A superior woman, without complexes, who had reached what science agrees is the ideal age—her fifties—Dr. Acémila—broad forehead, aquiline nose, penetrating gaze, rectitude and goodness itself—was the living negation of her surname (literally, a pack mule; figuratively
, a stupid ass) (which she was proud of and paraded like a glorious victory banner before the eyes of mortals on her visiting cards or the plaques outside her office), a person in whom intelligence was a physical attribute, something that her patients (she preferred to call them her “friends”) could see, hear, smell. She had earned countless diplomas and academic honors in the world’s great centers of learning—Teutonic Berlin, phlegmatic London, sinful Paris—but the principal university in which she had acquired her extensive knowledge of human misery and its remedies had been (naturally) life. Like every individual who has risen above the average, she was talked about, criticized, and derided by her colleagues, those psychiatrists and psychologists who, unlike her, were incapable of working miracles. But to Dr. Acémila it did not matter in the least that they called her a witch, a satanist, a corruptress of the corrupted, a madwoman, and other vile names. As proof that she was the one who was right, she needed only to remember the gratitude of her “friends,” that legion of schizophrenics, parricides, paranoiacs, arsonists, manic-depressives, onanists, catatonics, hardened criminals, mystics, and stutterers who, once they had passed through her hands and undergone her treatment (she herself would have preferred calling it “sharing her advice”), had returned to everyday life as unusually loving fathers, obedient sons, virtuous wives, honest and hardworking jobholders, fluent conversationalists, and pathologically law-abiding citizens.
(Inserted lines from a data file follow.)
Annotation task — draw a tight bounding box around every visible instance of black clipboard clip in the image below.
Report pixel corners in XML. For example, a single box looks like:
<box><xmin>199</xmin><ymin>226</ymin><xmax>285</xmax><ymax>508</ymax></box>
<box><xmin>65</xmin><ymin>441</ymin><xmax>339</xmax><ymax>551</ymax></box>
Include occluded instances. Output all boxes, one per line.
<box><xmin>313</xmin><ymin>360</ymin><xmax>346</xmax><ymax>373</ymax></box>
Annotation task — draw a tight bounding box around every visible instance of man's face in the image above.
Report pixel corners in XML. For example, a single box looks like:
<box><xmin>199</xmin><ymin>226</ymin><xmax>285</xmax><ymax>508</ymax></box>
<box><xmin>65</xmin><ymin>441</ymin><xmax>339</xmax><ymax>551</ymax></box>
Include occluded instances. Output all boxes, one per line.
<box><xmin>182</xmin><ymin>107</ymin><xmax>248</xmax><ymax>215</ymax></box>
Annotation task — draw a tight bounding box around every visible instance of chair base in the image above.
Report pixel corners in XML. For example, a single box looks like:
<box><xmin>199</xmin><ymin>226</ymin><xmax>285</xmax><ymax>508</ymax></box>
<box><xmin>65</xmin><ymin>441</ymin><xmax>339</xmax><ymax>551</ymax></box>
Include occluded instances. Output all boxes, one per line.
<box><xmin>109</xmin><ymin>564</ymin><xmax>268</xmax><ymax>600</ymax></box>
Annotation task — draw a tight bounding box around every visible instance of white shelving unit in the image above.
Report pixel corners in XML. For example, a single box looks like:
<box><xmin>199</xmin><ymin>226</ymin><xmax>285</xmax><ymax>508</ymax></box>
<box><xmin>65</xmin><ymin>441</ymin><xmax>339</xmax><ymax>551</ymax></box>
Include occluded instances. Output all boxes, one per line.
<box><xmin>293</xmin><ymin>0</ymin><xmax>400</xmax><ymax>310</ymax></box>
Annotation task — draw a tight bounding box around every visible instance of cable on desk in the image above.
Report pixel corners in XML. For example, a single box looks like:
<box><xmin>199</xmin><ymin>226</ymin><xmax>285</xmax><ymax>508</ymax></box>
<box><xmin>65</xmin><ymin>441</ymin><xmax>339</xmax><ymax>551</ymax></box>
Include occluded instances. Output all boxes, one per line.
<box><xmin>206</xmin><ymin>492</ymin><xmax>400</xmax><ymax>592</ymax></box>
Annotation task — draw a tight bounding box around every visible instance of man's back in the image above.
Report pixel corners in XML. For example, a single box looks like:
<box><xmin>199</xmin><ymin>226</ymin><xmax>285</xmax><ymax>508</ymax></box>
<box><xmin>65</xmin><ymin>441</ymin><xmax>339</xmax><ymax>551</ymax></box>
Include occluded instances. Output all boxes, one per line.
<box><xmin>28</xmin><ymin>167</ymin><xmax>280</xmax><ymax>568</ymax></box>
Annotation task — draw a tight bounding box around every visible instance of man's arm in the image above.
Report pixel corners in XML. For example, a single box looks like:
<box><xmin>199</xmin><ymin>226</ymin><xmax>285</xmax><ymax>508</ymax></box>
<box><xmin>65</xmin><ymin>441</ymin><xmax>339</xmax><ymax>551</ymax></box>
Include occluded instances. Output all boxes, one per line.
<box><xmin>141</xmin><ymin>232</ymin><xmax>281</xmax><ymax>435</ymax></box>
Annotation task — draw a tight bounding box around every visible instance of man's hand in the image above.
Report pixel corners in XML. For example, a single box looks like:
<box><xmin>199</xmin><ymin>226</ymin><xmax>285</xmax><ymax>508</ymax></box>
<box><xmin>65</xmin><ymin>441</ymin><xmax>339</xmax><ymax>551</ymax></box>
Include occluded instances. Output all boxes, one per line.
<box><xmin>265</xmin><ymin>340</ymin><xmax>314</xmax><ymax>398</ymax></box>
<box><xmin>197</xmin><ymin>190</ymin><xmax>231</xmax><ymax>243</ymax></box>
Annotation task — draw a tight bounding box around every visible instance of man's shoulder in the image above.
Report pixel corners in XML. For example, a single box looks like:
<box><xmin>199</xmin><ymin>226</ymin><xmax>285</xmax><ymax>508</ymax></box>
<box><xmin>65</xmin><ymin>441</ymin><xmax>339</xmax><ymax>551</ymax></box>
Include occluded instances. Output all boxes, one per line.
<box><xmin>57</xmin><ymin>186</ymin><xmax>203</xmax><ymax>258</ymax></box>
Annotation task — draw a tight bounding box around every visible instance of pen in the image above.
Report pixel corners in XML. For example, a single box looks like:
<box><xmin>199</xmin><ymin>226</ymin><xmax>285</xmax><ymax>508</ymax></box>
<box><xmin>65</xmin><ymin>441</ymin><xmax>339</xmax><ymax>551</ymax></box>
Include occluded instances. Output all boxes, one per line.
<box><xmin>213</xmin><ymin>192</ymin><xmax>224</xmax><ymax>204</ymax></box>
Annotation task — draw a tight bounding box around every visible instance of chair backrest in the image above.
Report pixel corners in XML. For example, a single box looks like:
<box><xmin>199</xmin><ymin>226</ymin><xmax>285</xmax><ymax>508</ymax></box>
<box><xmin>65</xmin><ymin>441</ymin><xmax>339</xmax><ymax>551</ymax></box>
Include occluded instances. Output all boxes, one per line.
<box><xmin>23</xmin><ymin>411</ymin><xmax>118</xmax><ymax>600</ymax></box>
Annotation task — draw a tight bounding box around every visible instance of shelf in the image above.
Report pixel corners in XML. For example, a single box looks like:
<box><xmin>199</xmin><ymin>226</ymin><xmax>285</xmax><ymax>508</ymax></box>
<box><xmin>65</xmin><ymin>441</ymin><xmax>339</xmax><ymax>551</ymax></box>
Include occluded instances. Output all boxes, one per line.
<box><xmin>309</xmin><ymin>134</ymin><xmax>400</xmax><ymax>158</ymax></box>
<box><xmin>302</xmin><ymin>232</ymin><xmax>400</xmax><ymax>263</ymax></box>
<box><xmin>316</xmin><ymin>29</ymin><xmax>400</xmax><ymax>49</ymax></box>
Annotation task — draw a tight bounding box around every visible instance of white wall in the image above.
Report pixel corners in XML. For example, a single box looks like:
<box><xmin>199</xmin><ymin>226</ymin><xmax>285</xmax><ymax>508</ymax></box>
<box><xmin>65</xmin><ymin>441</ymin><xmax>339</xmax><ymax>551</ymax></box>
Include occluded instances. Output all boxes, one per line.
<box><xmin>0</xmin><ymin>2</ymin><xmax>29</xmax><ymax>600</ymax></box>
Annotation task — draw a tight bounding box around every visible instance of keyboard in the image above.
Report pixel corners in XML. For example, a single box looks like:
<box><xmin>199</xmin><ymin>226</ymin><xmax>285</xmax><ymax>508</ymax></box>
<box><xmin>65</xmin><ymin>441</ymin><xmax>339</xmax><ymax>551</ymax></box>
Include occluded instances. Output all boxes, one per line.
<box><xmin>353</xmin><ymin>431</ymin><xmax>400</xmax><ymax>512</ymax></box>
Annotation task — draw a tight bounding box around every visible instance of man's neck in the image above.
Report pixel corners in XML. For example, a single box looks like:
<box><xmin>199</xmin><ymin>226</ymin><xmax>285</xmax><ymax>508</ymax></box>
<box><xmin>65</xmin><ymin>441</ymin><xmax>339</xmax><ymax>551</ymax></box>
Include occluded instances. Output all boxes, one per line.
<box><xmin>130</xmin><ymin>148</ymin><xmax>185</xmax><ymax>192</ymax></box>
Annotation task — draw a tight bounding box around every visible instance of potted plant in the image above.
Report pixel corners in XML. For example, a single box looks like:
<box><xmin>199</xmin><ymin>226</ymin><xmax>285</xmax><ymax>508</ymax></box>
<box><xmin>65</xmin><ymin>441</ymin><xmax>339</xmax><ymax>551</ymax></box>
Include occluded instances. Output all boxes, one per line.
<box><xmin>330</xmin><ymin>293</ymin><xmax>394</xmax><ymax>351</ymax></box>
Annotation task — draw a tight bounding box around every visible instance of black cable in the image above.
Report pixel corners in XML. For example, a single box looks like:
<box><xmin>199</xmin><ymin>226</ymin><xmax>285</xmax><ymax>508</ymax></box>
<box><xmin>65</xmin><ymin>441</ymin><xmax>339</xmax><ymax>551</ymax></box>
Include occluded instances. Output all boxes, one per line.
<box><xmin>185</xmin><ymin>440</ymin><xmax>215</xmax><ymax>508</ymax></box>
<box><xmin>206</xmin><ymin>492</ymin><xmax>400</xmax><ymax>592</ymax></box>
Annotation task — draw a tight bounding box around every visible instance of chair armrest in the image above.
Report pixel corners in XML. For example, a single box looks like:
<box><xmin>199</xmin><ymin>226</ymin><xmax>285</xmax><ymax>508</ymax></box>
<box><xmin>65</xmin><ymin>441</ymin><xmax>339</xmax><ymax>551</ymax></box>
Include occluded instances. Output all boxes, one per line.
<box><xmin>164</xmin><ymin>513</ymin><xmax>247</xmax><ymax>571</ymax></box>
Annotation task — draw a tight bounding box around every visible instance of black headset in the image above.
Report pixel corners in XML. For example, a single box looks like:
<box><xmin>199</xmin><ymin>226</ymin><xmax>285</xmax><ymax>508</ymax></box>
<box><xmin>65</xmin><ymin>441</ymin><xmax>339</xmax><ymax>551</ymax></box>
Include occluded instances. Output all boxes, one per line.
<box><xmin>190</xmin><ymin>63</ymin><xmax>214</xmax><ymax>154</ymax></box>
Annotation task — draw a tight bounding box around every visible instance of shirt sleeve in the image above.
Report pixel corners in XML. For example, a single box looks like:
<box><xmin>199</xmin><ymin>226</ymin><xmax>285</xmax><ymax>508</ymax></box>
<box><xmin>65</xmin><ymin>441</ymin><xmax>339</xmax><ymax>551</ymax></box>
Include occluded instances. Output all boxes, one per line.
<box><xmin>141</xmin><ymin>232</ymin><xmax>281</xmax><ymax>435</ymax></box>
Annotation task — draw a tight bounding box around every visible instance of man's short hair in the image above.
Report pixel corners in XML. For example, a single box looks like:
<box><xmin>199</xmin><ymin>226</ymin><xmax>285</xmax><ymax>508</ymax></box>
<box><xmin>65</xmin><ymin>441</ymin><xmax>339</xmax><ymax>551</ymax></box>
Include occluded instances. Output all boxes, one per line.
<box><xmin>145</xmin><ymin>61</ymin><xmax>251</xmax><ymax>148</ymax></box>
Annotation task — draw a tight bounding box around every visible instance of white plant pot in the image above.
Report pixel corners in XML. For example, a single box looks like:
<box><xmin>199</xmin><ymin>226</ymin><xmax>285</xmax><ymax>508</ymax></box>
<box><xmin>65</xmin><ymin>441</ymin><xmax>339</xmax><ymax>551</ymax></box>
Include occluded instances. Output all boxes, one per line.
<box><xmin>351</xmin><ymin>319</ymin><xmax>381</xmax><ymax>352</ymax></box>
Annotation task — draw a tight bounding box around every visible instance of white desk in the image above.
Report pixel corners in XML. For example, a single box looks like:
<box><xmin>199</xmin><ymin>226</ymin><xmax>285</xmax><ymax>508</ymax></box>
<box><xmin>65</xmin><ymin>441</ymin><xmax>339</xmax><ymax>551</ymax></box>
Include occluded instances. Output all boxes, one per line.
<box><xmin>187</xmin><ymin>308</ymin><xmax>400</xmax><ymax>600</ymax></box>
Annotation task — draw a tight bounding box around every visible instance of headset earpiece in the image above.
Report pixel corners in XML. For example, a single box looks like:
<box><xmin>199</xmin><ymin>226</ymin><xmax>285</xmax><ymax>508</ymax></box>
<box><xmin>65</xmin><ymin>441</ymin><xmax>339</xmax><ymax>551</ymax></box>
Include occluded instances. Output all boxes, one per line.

It was Dr. Schwalb who advised Lucho Abril Marroquín to consult Dr. Acémila, and he himself who (Swiss promptitude that has given the world its most precise timepieces) arranged an appointment. More resigned than confident, the insomniac presented himself at the hour agreed upon at the mansion with pink walls, surrounded by a garden full of fragrant floripondios, in the San Felipe residential section in which Lucía Acémila’s office (temple, confessional, laboratory of the spirit) was located. A neatly groomed nurse took down certain details of his personal and medical history and showed him into the doctor’s office, a high-ceilinged room with shelves full of leather-bound volumes, a mahogany desk, thick carpets, and a couch upholstered in mint-green velvet.